The completely revised and updated second edition of this popular book will serve the new generation of planners who work in a world where computers, the Internet, telecommunications networks, and a changing population have revolutionized the practice of planning. Edited again by Hemalata Dandekar, with chapters by leading experts in data collection, analysis, presentation, and management, The Planner's Use of Information fully describes the capabilities, uses, and impacts of twenty-first century technologies. One of today's most valuable planning tools, computer graphics, is covered in depth. A new chapter takes the reader through a city planning director's typical workday to examine how to obtain, assess, and use information to best advantage within the crucial political context of planning.
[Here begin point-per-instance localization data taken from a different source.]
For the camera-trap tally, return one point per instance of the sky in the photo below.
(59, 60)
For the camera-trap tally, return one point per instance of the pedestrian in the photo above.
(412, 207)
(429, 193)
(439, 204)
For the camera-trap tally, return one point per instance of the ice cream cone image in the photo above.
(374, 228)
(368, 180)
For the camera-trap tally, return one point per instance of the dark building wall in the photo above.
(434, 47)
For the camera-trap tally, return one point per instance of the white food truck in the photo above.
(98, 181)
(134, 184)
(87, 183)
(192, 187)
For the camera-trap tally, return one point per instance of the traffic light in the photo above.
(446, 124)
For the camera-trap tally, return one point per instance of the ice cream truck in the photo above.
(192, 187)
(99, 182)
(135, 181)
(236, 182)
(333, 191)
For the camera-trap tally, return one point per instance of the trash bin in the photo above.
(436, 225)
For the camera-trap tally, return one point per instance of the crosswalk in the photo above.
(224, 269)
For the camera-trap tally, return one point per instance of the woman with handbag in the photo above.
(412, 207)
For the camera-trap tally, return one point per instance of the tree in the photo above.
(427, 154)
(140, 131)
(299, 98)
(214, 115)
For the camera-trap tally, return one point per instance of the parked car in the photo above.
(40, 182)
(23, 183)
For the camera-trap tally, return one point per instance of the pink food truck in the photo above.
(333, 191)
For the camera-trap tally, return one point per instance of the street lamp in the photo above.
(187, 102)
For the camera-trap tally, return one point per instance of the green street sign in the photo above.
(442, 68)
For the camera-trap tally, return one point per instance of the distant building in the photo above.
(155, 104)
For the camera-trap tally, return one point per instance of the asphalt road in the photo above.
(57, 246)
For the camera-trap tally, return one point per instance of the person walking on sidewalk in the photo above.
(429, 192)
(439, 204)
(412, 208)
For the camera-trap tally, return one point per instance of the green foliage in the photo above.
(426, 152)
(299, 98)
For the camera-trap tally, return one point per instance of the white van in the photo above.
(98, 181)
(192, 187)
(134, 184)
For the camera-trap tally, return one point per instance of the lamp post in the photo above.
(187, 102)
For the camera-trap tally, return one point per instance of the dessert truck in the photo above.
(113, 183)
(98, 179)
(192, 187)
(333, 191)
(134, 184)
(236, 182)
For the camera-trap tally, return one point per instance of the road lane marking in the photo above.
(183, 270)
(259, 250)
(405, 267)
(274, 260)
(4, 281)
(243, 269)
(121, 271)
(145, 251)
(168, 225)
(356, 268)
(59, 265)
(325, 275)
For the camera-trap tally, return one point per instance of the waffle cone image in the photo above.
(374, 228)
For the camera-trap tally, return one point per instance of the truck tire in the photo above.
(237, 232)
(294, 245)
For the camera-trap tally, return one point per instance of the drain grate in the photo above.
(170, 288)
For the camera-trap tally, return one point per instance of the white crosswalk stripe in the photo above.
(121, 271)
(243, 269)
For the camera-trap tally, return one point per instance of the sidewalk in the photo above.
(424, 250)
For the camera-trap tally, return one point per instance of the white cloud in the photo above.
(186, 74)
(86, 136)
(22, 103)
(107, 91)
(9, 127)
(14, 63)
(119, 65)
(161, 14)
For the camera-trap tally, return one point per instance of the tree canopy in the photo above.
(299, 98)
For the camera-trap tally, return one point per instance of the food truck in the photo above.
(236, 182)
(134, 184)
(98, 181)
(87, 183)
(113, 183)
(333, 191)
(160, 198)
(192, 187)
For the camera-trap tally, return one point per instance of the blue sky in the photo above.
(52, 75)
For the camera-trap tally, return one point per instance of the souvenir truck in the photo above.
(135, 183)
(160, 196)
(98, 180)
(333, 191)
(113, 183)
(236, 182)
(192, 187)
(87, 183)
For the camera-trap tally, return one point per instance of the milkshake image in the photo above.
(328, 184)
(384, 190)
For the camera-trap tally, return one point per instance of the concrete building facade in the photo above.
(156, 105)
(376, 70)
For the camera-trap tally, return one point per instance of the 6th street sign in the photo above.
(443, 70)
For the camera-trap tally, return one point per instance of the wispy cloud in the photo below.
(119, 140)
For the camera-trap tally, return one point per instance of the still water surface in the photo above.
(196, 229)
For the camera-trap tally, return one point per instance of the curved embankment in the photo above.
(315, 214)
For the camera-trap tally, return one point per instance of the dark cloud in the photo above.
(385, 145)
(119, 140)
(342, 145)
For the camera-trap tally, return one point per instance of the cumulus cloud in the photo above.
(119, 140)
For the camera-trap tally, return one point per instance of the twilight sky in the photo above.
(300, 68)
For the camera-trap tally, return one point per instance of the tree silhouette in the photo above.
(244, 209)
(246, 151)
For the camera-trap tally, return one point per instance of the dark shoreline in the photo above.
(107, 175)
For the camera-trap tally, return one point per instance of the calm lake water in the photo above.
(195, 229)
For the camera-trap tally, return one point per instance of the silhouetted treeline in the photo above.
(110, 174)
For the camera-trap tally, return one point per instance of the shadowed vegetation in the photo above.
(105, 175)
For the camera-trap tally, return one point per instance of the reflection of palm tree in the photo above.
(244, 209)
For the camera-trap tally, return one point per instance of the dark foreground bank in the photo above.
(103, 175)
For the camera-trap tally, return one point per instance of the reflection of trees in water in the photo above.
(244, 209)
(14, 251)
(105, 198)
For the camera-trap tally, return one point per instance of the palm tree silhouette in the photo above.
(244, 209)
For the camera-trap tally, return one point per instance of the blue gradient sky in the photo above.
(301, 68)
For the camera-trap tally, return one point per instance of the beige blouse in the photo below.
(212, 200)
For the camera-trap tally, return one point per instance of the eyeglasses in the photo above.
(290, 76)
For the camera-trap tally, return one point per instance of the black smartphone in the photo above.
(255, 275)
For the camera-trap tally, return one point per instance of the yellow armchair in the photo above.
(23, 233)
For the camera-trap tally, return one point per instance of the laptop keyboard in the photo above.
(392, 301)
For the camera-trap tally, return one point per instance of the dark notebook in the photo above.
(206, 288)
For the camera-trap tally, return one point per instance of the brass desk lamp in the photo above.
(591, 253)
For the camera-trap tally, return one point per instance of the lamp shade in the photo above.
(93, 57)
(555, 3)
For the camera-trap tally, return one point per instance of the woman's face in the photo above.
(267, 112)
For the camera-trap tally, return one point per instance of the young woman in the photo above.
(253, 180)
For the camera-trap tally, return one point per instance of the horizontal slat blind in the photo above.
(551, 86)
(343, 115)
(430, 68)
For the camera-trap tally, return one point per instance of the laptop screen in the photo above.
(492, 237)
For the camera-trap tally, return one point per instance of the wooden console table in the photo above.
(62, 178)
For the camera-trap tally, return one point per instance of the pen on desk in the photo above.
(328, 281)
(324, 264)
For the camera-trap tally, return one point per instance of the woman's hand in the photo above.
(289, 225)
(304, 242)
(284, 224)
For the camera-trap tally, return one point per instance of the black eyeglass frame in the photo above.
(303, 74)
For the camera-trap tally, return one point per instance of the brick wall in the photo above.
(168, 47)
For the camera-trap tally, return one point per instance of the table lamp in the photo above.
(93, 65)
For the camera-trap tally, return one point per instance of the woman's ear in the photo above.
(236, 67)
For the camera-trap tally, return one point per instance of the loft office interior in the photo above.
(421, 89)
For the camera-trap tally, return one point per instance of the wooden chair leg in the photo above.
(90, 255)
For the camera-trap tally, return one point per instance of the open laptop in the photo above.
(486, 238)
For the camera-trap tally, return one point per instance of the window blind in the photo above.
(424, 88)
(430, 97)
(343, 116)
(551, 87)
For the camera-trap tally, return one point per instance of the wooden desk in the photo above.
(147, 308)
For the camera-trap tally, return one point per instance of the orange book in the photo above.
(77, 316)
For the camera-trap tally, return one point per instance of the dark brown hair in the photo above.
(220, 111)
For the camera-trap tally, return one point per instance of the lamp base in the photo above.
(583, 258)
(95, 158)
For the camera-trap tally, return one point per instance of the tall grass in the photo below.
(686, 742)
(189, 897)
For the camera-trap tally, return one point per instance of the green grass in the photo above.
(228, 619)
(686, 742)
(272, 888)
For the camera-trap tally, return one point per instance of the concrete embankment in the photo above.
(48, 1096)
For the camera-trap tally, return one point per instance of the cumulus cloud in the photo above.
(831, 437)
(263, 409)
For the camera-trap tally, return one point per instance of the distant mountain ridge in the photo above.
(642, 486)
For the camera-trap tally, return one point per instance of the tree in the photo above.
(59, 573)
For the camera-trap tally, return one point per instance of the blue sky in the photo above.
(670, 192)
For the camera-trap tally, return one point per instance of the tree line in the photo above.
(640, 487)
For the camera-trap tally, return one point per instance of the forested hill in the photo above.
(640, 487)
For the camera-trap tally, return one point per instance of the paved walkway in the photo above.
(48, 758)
The Planner's Use of Information offers a range of methods for solving many kinds of information problems in myriad situations. It's an invaluable day-to-day resource for practicing planners and an ideal classroom text for courses in planning communication and analytical methods. Illustrations, sidebars, real-life examples, cartoons, exercises, bibliographies, and lists of online resources enrich the text.
The new edition of The Planner's Use of Information includes chapters by Hemalata C. Dandekar, Nancy Nishikawa, Maria Yen and Grace York, Richard Crepeau, Peter Ash, Elaine Cogan, Alfred W. Storey, Vivienne N. Armentrout, Andrea Frank, and Kristina Ford.